A word about Eyecandy

“C’mon Pinocchio, stop trying to express profound thoughts with art and come join the circus with us!”

Download parameter file patina03.loo

I never thought Sir Sterlingware would produce such a sugary lollipop as this, but here it is.

I can still remember shifting the last slider on the color controls that brought this crunchy confectionary into sharp focus.

I’ve got some other variations which are harsher and more artistic, echoing the more wholesome, fiber rich and nutritious stuff I usually like.

I think our minds have various capacities or appetites. We all like fractal eyecandy, bright, supersaturated, magazine cover artwork, but some of us don’t care for very much of it.
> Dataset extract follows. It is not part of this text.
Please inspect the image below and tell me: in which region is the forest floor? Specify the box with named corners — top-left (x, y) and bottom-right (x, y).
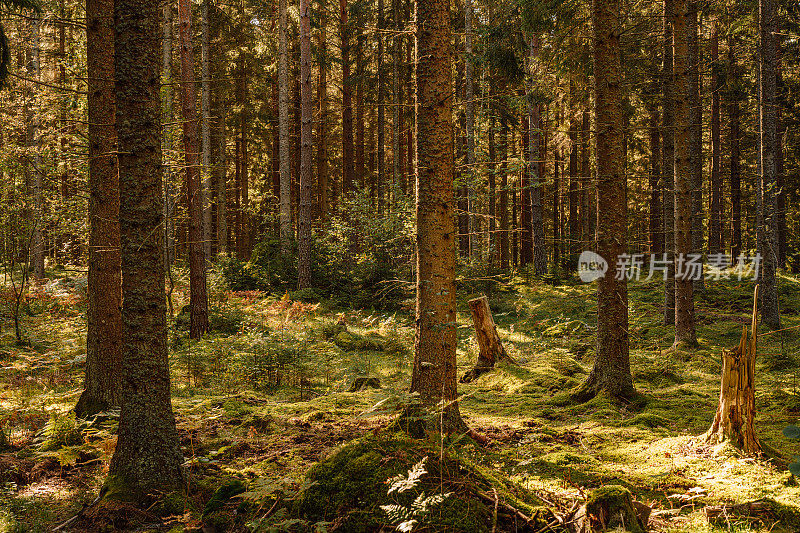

Others have more of a sweet tooth and like to linger all day in that warm glow of rich, candy-bar color.

There’s a fractal calendar that has been criticized by some for having mainly fruity, eyecandy content. It’s popular, people pay money to have a copy of it, bookstores and distributors make room for it on their shelves.

But I guess most consumers of art probably aren’t artists, so our opinions are more or less irrelevant. Would you buy your own work? Artists are poor judges of consumable merchandise.

Anyhow, I’ve come to realize that people are wired differently. There’s no such thing as a single standard of excellence in art.

Differences of opinion are a sign of honesty and maturity within a group of people.

Not everyone responds with joy at the same works of art. That’s why there’s so much variety in art: differening interests lead to different styles and subject matter.

I’ve really wondered over the years how stuff that I think is pointless can be found genuinely appealing by other people. I don’t think they’re faking it, anymore. I’m convinced there are varieties of artistic taste, for some unknown reason, and that’s all there is to it.

Well, I don’t know. Making art is easier than explaining it.